Of course, tank vents are not the only onboard components that can be goofily jury-rigged. Electrical systems, especially on older vessels, often provide surprises. Again, on my own boat, during the recent PEX-Sharkbite rehab of the freshwater system, I had occasion to hire boatyard electrician Erik Thompson to figure out an obfuscating 12-volt terminal strip that was melted on one end and crowded with wires emanating from what looked like a thick, black 110-volt cable on the other.
“Well,” said Erik when he first laid eyes on the rather mysterious chunk of electrical componentry, “you’ve obviously got a 110-volt circuit here.”
“Yeah,” I replied. “But what about the 12-volt wires going into the strip from the bilge pump in the shower sump?”
The question got Erik’s attention—he looked a little closer. “Well, well,” he said. Then, armed with a multimeter and a stout heart, he went on to discover that the cable was actually an old, 110-volt power-tool extension cord that a previous owner had pressed into service for 12-volt usage. As we extracted the darn thing from behind a bulkhead—it was approximately 7 feet long—Eric allowed as how, being a marine electrician for many years, he’d seen plenty of electrical squirreliness, although nothing quite so quirky as an overt mixture of 12-volt and 110-volt wiring.

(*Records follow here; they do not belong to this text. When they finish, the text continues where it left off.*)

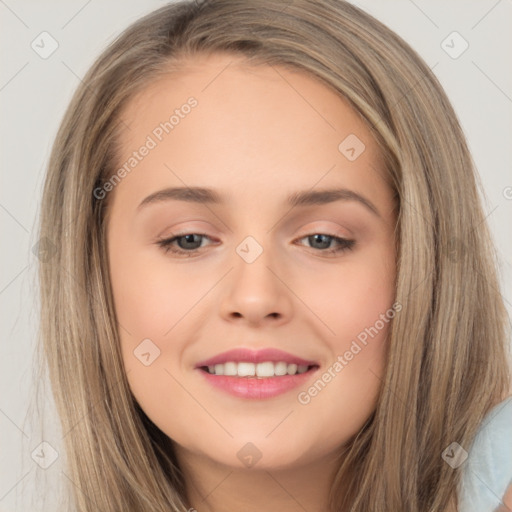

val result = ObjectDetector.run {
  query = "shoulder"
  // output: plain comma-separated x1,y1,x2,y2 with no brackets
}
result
459,396,512,512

Even new boats, you’ll occasionally find, are not exempt from crazy engineering. Just the other day in a local marine store, I was talking with a fellow boater who had a serious issue that was directly related to the way the manufacturer had built his vessel in the first place.

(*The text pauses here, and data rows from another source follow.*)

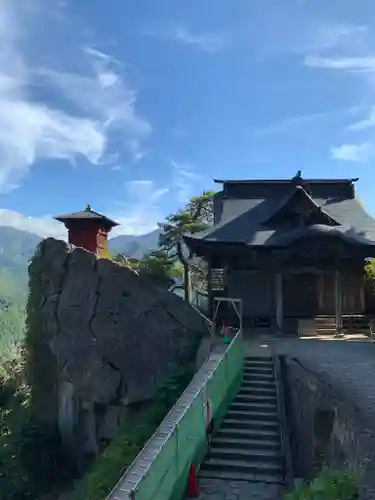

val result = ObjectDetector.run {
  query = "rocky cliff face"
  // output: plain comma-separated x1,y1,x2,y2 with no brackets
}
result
28,238,205,468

“I’ve got to cut big holes in my shower stall today—not looking forward to it,” the guy said rather ruefully. “It’s the only way I can find out what’s wrong with two of my vented loops.”
It turned out this guy’s boat had loops in several of its drain hoses. Vented loops, in case you’ve forgotten, prevent backflooding through overboard discharge lines. They tend to require periodic maintenance.
At any rate, a couple of the loops on board the guy’s boat had been installed prior to the installation of a large fiberglass shower liner. The result? The liner wall was completely blocking access to the loops. The only way to do maintenance on them was to cut sizable holes in the liner and perhaps install a set of waterproof hatches to cover the holes at job’s end.
“There’s a certain irrationality built into people I guess,” the guy said, “and it comes out eventually. Like, with these vented loops, I mean—was anyone really paying attention when they installed them the way they did?”
I said I had no idea. And quite frankly I don’t. It’s quite popular these days to say that necessity is the mother of invention. But hey, apparently, sometimes necessity can also be the mother of insanity.